Patterns and principles – how will AI understand the world?

Some practitioners believe that a sufficiently powerful AI system will eventually develop a working understanding of how real-world objects interact dynamically purely by being trained on various types of sensor data.

Others take a different view. These experts argue that AI designed to control robotics in complex environments must have a deep, built-in understanding of the laws of physics. With this understanding, the system can model the machine and its environment mathematically, allowing it to predict movements and forces with speed, precision, and robustness.

“Now, we are developing machines that comprehend the world through fundamental physical principles.”

Kenneth Bodin, CEO and co-founder, Algoryx

Algoryx, a pioneer in real-time physics simulation, is firmly positioned in the latter camp. Many of the world’s leading machine manufacturers and researchers rely on Algoryx’s high-fidelity physics simulation software, AGX Dynamics, as a virtual training ground for autonomous control systems. But for Algoryx, digital physics isn’t just a tool for AI training—it should be embedded directly into the working machine’s autonomy systems.

“Machines are designed to extend human capabilities across large scales of time, speed, range, and force. Now, we are developing machines that comprehend the world through fundamental physical principles. This integration will enable autonomous systems to anticipate outcomes and make informed decisions, even amidst the complexity of interacting scales — something that traditional neural networks cannot achieve alone,” says Algoryx CEO Kenneth Bodin. 

Tackling perception-to-action challenges in €8 Million project

To move closer to realizing this vision, Algoryx has joined an elite group of European industry partners and academic researchers in the €8 million EU-funded XSCAVE project. The industry partners include Swedish forestry machine manufacturer Komatsu Forest, Finnish earthmoving automation company Novatron, and Estonian mobile robotics firm Clevon.

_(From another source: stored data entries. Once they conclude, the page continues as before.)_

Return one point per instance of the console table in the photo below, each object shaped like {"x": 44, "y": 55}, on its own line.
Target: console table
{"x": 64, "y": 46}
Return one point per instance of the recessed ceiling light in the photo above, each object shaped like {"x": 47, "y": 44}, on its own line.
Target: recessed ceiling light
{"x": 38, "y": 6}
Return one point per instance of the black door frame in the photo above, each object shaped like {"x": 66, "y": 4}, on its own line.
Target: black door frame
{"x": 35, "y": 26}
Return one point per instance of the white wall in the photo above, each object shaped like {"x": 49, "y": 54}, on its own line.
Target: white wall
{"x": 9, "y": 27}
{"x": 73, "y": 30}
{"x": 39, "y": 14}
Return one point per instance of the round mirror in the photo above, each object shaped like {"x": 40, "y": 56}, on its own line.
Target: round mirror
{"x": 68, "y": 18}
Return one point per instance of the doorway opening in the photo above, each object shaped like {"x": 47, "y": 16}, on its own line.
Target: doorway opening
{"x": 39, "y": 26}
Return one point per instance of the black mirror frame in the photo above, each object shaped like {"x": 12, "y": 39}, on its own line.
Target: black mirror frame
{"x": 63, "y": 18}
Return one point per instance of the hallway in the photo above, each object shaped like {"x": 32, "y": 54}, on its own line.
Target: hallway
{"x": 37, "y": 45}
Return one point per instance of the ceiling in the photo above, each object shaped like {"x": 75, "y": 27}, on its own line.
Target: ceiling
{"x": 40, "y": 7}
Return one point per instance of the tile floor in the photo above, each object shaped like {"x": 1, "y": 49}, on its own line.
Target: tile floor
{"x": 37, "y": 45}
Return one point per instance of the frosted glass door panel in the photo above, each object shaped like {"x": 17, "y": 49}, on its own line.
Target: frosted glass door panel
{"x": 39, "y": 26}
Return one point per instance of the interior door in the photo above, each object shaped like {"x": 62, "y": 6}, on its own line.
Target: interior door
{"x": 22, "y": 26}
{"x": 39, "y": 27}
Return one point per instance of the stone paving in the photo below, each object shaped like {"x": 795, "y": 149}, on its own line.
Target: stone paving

“When we embed computational models and equation solvers for the physics, we make the AI informed about cause and effect”

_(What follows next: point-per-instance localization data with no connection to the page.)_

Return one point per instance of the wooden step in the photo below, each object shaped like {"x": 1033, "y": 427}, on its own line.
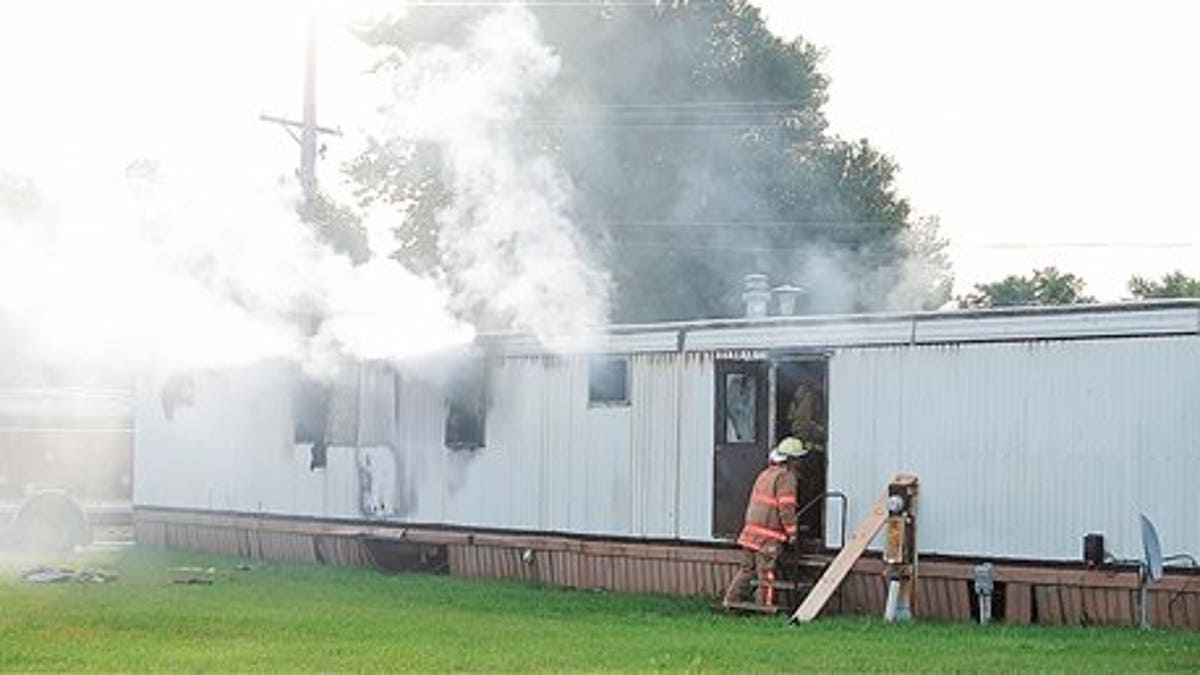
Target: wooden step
{"x": 753, "y": 607}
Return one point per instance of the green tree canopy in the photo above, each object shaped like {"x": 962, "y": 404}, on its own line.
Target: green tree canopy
{"x": 1045, "y": 286}
{"x": 699, "y": 153}
{"x": 1174, "y": 285}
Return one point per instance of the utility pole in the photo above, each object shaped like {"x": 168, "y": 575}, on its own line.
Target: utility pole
{"x": 307, "y": 126}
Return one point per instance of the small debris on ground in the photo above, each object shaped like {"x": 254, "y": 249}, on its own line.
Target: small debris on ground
{"x": 208, "y": 571}
{"x": 63, "y": 574}
{"x": 192, "y": 581}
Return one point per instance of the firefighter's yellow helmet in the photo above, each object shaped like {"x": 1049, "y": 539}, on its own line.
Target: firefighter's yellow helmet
{"x": 789, "y": 448}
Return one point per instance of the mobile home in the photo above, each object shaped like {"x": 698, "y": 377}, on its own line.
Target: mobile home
{"x": 624, "y": 461}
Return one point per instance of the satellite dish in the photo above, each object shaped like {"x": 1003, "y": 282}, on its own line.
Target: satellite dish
{"x": 1152, "y": 549}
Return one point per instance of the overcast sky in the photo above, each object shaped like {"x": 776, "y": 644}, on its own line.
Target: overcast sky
{"x": 1039, "y": 132}
{"x": 1042, "y": 132}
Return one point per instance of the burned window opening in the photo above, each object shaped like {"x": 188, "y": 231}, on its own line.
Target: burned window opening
{"x": 467, "y": 407}
{"x": 310, "y": 418}
{"x": 607, "y": 381}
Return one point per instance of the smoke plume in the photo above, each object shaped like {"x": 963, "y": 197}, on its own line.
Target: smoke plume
{"x": 507, "y": 239}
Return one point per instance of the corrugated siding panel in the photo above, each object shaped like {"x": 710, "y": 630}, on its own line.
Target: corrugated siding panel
{"x": 1021, "y": 448}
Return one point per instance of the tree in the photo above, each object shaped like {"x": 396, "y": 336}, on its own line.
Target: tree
{"x": 699, "y": 153}
{"x": 1047, "y": 286}
{"x": 1174, "y": 285}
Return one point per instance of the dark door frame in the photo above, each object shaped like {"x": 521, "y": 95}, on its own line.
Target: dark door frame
{"x": 733, "y": 461}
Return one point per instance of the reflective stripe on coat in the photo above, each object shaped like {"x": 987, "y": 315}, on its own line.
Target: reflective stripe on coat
{"x": 771, "y": 514}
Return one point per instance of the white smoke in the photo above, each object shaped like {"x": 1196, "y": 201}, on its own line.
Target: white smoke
{"x": 507, "y": 239}
{"x": 143, "y": 272}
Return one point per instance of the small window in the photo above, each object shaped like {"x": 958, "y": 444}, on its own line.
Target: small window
{"x": 741, "y": 407}
{"x": 467, "y": 407}
{"x": 609, "y": 381}
{"x": 310, "y": 417}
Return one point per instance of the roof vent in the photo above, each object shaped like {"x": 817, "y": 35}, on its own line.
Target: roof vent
{"x": 756, "y": 296}
{"x": 786, "y": 296}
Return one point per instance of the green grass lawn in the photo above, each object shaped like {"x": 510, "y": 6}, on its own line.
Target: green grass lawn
{"x": 310, "y": 617}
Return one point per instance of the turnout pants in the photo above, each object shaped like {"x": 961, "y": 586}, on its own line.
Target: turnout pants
{"x": 755, "y": 565}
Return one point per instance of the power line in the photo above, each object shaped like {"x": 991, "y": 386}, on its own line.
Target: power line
{"x": 669, "y": 246}
{"x": 733, "y": 223}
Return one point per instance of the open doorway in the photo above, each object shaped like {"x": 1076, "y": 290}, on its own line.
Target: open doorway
{"x": 802, "y": 410}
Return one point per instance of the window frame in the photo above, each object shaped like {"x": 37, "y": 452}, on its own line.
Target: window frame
{"x": 610, "y": 402}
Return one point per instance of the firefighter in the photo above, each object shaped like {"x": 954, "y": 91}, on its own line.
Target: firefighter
{"x": 769, "y": 524}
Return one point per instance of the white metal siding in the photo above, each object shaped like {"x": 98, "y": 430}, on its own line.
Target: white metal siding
{"x": 1023, "y": 448}
{"x": 551, "y": 460}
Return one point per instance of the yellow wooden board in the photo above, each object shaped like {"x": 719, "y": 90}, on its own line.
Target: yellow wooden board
{"x": 841, "y": 565}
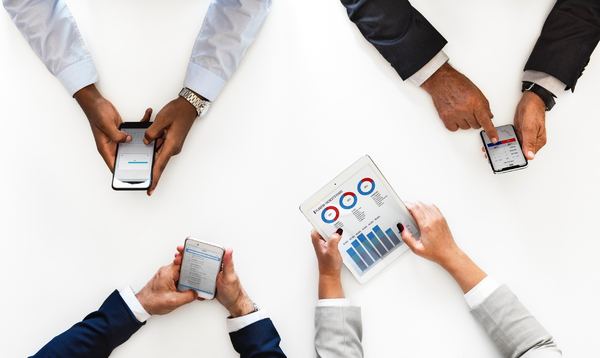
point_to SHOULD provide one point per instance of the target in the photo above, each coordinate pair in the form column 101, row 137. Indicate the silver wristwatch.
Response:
column 198, row 102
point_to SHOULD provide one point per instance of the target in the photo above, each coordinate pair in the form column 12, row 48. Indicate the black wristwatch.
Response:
column 543, row 93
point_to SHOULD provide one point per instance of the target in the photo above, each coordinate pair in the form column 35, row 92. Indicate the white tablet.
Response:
column 364, row 205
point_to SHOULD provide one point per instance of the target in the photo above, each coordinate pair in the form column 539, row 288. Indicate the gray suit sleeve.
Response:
column 513, row 329
column 338, row 332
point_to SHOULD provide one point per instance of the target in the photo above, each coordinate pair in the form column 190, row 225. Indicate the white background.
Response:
column 311, row 97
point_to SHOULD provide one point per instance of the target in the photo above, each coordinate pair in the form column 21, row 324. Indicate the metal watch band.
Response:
column 199, row 103
column 546, row 96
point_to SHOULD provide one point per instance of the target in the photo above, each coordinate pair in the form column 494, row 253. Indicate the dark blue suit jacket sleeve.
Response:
column 258, row 340
column 569, row 36
column 98, row 334
column 399, row 32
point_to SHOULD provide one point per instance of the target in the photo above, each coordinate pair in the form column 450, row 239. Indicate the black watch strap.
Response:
column 543, row 93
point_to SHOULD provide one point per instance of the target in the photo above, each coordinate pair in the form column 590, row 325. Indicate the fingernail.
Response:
column 400, row 227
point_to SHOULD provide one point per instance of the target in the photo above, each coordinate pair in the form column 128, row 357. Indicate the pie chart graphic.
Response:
column 366, row 186
column 348, row 200
column 330, row 214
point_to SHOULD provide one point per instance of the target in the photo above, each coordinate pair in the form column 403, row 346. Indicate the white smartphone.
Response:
column 200, row 265
column 506, row 154
column 134, row 160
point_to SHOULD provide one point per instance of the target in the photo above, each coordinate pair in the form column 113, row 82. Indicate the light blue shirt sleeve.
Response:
column 229, row 28
column 53, row 35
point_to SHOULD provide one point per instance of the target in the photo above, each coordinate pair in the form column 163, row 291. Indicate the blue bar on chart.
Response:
column 393, row 236
column 356, row 259
column 363, row 240
column 363, row 254
column 388, row 244
column 382, row 250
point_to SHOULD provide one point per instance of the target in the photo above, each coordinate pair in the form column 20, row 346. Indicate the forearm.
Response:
column 52, row 33
column 568, row 38
column 98, row 334
column 399, row 32
column 229, row 28
column 464, row 271
column 514, row 330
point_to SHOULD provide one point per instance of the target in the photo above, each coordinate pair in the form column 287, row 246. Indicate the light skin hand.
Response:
column 160, row 295
column 437, row 244
column 230, row 292
column 104, row 121
column 460, row 104
column 169, row 129
column 530, row 123
column 330, row 265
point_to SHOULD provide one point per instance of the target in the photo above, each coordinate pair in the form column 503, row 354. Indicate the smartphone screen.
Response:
column 506, row 154
column 199, row 268
column 133, row 164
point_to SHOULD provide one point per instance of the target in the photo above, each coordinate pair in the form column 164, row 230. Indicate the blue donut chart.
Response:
column 344, row 196
column 327, row 210
column 358, row 187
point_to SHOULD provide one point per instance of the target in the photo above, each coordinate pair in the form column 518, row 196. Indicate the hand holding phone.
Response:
column 134, row 160
column 200, row 265
column 229, row 290
column 505, row 155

Martin Servin, senior principal scientist and co-founder, Algoryx

XSCAVE, short for “explainable, safe, contact-aware planning and control for heavy machinery manipulation and navigation,” relies on Algoryx’s digital physics as a key component of its perception-to-action technology. First, Algoryx will create physics-based simulators used to train AI systems. Later in the project, we will develop a lightweight version of the physics simulation engine, designed to be embedded directly into the machines to provide real-time feedback during operation.

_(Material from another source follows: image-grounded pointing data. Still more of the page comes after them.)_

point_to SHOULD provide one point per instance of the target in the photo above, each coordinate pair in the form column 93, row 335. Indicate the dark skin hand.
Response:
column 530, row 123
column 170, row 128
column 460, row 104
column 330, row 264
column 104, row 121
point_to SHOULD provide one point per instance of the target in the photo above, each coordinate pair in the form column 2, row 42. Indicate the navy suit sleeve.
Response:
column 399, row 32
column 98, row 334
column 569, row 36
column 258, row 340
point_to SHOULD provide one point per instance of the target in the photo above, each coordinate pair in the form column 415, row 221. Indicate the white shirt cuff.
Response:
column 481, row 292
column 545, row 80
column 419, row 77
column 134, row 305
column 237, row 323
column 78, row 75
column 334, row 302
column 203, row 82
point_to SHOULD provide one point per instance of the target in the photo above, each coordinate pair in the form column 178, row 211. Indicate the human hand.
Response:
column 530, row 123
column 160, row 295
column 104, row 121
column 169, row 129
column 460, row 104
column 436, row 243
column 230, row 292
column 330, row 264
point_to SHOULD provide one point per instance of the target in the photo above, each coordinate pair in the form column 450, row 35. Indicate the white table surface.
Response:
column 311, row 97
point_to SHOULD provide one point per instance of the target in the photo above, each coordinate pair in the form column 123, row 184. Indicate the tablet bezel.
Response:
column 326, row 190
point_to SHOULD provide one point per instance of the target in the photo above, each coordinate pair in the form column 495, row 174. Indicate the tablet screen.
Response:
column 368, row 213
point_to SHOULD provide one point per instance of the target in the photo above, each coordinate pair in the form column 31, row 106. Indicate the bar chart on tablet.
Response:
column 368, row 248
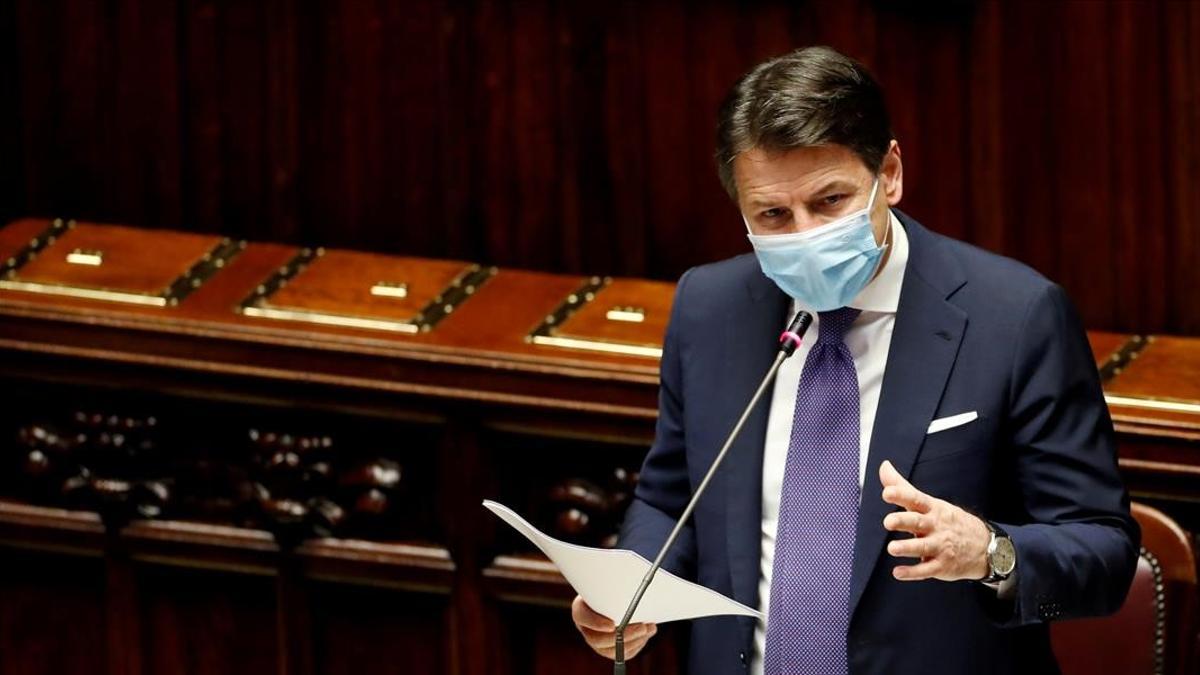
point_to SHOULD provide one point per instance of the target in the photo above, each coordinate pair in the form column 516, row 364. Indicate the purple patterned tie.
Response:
column 809, row 610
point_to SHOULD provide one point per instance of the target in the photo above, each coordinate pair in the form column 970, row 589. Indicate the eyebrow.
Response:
column 835, row 185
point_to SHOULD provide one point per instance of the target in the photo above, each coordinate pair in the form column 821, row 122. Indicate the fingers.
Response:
column 606, row 641
column 889, row 476
column 922, row 548
column 900, row 493
column 631, row 647
column 909, row 521
column 599, row 631
column 927, row 569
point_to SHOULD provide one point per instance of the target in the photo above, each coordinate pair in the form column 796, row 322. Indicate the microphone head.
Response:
column 795, row 333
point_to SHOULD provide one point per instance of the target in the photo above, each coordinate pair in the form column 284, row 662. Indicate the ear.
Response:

“When we embed computational models and equation solvers for the physics, we make the AI informed about cause and effect, and a tool for predicting the probable outcome of planned movements before they are executed. This makes it possible to rule out options associated with an unacceptable risk of damage or negative environmental impact. At the same time, we believe this is a way to achieve higher precision and efficiency,”  says Martin Servin. 

The goal of the project is to create autonomous terrain machines with unprecedented abilities to plan, control, and adapt their actions based on the task at hand and the terrain they’re navigating. In the final stages of XSCAVE, the new control system technology will be implemented in machines like a forestry forwarder and an excavator, demonstrating the groundbreaking capabilities of this AI-driven system.

The academic partners involved in XSCAVE bring world-leading expertise in autonomous control systems, machine learning, physics simulation, and computer vision. The University of Tartu (Estonia) coordinates the project, with contributions from Tampere University (Finland), Aalto University (Finland), Umeå University (Sweden), FZI Forschungszentrum Informatik (Germany), and Czech Technical University in Prague (Czechia).

For the XSCAVE project partners, a hybrid approach between neural network pipelines and physics-derived priors is the most promising way to build autonomous systems that can handle the complex work tasks of construction, forestry, and off-road transportation. It is also the best way to build autonomous systems that will be safe and explainable.